ゲームありがち黒幕ムーヴをディスると、肉体的には特大ブーメランとなって脳天に突き刺さる悲しみを背負った男。ぴえん。

原作本人がUCで壁面ぴょんぴょんしてたから、これくらいイケるイケる。
脳筋「多分これが一番早いと思います」



・カルロス氏
ニコライ絶対ゆるさんマン。
ワクチンへの道のりが原作より遠いせいで心身が大変だが、ほぼ自力で立ち直った。伊達に21歳の若さでベテラン傭兵をしていないのだ。
RE3の姿じゃなくて3の姿だったらへたれてそうだったが。



・タイレル氏(おるすばん)
RE3だと先行していたジルに追い付き、地下施設ゲート開けた直後にネメシスくんにザクッと殺された人。
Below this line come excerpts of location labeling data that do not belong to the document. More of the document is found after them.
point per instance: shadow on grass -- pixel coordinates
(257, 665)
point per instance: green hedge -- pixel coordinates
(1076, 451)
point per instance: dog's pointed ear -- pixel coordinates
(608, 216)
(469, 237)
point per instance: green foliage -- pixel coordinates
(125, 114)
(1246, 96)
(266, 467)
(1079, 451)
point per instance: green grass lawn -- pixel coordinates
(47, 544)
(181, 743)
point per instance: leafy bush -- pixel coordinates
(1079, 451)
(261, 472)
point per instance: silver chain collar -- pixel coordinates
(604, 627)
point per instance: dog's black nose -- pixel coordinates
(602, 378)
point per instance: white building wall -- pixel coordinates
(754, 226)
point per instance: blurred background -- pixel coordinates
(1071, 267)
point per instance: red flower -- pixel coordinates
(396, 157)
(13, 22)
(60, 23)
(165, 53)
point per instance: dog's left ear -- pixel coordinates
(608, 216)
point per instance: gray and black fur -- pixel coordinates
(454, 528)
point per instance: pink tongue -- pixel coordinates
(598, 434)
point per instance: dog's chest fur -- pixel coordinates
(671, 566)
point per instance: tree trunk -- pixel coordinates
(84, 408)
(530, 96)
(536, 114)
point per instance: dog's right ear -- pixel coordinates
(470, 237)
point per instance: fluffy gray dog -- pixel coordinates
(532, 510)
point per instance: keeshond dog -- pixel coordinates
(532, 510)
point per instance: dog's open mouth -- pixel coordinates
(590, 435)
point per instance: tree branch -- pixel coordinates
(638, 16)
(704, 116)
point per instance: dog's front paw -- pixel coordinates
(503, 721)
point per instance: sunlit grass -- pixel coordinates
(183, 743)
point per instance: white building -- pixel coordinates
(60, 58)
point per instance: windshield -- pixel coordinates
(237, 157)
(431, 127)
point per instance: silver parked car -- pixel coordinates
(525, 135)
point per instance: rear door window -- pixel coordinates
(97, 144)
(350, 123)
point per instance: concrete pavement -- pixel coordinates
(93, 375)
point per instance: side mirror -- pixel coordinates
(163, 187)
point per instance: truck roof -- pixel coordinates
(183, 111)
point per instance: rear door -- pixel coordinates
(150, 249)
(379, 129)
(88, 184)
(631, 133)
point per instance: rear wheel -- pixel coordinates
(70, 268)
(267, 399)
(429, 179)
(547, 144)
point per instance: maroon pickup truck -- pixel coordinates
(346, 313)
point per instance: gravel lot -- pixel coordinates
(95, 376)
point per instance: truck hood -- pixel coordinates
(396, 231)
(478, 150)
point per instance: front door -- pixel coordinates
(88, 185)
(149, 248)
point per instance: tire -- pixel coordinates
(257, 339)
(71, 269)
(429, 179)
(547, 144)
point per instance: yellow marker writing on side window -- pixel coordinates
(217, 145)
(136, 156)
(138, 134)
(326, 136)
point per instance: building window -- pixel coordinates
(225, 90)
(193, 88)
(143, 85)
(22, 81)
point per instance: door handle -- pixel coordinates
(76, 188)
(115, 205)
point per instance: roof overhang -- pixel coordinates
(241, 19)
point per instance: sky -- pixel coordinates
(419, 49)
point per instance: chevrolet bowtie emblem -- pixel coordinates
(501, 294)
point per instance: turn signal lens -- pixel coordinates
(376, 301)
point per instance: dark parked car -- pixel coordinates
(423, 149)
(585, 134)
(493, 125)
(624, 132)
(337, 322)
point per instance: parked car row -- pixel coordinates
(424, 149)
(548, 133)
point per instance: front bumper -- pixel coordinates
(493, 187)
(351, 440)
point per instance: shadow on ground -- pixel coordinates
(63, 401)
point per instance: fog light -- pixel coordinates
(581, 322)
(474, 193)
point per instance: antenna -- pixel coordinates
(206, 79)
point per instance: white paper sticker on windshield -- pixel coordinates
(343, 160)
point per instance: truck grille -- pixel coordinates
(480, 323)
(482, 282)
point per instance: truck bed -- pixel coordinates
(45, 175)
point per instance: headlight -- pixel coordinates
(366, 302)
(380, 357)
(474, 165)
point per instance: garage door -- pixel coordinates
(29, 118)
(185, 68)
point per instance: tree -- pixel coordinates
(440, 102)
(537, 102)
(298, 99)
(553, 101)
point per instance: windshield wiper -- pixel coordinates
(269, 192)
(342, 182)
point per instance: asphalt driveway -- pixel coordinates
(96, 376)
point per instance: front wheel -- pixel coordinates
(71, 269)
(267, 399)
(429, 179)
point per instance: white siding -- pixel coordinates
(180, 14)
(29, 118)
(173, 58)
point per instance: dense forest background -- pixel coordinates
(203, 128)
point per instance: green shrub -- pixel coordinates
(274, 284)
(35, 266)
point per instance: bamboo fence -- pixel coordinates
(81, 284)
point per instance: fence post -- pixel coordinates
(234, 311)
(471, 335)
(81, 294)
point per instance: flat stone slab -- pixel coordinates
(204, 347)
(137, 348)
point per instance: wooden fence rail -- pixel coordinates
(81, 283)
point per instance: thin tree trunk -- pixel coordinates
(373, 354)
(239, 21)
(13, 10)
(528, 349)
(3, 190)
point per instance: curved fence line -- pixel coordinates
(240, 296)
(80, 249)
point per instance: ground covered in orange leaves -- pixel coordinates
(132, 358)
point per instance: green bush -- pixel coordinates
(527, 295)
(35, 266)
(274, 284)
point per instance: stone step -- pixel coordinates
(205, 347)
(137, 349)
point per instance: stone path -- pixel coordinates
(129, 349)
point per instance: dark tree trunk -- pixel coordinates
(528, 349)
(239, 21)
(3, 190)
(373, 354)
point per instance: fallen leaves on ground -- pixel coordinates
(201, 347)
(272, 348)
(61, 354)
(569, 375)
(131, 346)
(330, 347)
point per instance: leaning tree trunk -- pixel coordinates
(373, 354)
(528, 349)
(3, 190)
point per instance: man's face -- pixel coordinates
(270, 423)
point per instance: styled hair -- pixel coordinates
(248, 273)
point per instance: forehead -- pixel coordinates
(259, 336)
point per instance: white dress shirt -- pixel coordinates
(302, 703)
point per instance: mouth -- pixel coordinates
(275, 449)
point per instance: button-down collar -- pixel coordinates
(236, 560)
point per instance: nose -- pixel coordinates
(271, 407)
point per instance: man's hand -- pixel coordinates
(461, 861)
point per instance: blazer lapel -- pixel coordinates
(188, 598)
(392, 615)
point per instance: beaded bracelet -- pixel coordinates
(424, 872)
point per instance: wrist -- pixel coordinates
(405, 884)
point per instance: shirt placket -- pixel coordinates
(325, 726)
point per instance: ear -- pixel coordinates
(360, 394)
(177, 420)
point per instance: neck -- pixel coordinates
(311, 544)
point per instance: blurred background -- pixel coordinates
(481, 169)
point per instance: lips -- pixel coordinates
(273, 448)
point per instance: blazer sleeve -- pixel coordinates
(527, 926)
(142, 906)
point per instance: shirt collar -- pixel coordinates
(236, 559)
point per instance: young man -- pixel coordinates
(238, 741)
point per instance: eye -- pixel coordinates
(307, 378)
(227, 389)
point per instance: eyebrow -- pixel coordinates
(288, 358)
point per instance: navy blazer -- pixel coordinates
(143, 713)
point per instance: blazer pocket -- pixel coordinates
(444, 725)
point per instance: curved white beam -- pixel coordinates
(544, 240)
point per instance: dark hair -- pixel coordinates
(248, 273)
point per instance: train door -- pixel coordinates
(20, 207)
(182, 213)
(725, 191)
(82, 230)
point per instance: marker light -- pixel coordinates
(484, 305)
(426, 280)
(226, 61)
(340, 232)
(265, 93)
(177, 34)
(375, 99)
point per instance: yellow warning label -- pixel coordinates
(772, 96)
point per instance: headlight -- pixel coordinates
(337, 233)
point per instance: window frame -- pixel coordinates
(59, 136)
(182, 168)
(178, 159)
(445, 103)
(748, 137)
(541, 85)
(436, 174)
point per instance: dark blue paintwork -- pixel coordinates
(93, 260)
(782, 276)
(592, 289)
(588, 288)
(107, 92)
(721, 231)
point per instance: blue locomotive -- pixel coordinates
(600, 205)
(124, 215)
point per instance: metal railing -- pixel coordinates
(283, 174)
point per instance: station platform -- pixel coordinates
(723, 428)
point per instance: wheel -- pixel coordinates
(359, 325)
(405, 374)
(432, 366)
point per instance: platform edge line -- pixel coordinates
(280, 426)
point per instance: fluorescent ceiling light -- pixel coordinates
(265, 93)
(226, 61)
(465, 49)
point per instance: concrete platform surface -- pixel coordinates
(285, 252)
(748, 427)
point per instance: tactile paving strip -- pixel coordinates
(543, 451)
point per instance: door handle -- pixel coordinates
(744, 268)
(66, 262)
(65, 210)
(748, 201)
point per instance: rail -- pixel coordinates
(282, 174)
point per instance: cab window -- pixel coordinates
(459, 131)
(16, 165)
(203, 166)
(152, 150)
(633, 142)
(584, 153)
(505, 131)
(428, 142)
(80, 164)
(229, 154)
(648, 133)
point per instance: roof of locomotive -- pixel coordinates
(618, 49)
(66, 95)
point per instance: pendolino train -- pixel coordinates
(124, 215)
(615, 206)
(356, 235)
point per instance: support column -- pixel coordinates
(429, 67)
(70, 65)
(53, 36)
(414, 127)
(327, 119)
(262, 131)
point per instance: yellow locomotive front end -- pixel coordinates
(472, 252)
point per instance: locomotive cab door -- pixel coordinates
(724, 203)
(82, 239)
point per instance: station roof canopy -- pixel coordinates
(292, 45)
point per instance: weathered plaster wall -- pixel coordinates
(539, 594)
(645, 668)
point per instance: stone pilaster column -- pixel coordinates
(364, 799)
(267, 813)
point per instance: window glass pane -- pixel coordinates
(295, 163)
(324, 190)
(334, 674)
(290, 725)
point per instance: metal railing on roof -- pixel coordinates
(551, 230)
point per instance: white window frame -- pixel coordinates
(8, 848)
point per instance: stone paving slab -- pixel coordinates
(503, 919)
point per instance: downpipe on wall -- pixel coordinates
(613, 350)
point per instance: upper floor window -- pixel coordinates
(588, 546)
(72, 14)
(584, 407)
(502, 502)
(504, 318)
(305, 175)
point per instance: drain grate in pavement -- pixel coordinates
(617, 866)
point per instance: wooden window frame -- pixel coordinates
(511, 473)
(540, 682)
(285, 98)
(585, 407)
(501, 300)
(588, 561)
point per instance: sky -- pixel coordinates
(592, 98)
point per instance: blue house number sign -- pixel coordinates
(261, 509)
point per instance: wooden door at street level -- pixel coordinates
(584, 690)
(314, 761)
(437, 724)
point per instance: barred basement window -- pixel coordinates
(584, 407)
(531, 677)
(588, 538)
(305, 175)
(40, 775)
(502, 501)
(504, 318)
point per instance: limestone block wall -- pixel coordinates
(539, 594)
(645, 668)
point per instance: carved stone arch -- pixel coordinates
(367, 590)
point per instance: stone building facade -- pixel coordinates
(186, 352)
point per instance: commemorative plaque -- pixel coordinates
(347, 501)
あんなワケわからんもんに唐突に致命傷を負わされて、それでも助けてくれとか言わなかった地味にヤベェ男。
ミハイル隊長といい彼といい、胴体に穴開けられても他人やジルを案じる人間の鑑。



・ニコライ某
ゲームの進行上、プレイヤーキャラに対して舐めプせざるを得ない役割のせいで、性格付けがあんな感じになってしまったのかもしれないと思うと…涙がで、でますね…

カルロスを背負ってジャンプする、とかいう頭がおかしな内容の話を聞いて、慌てて逃げた人。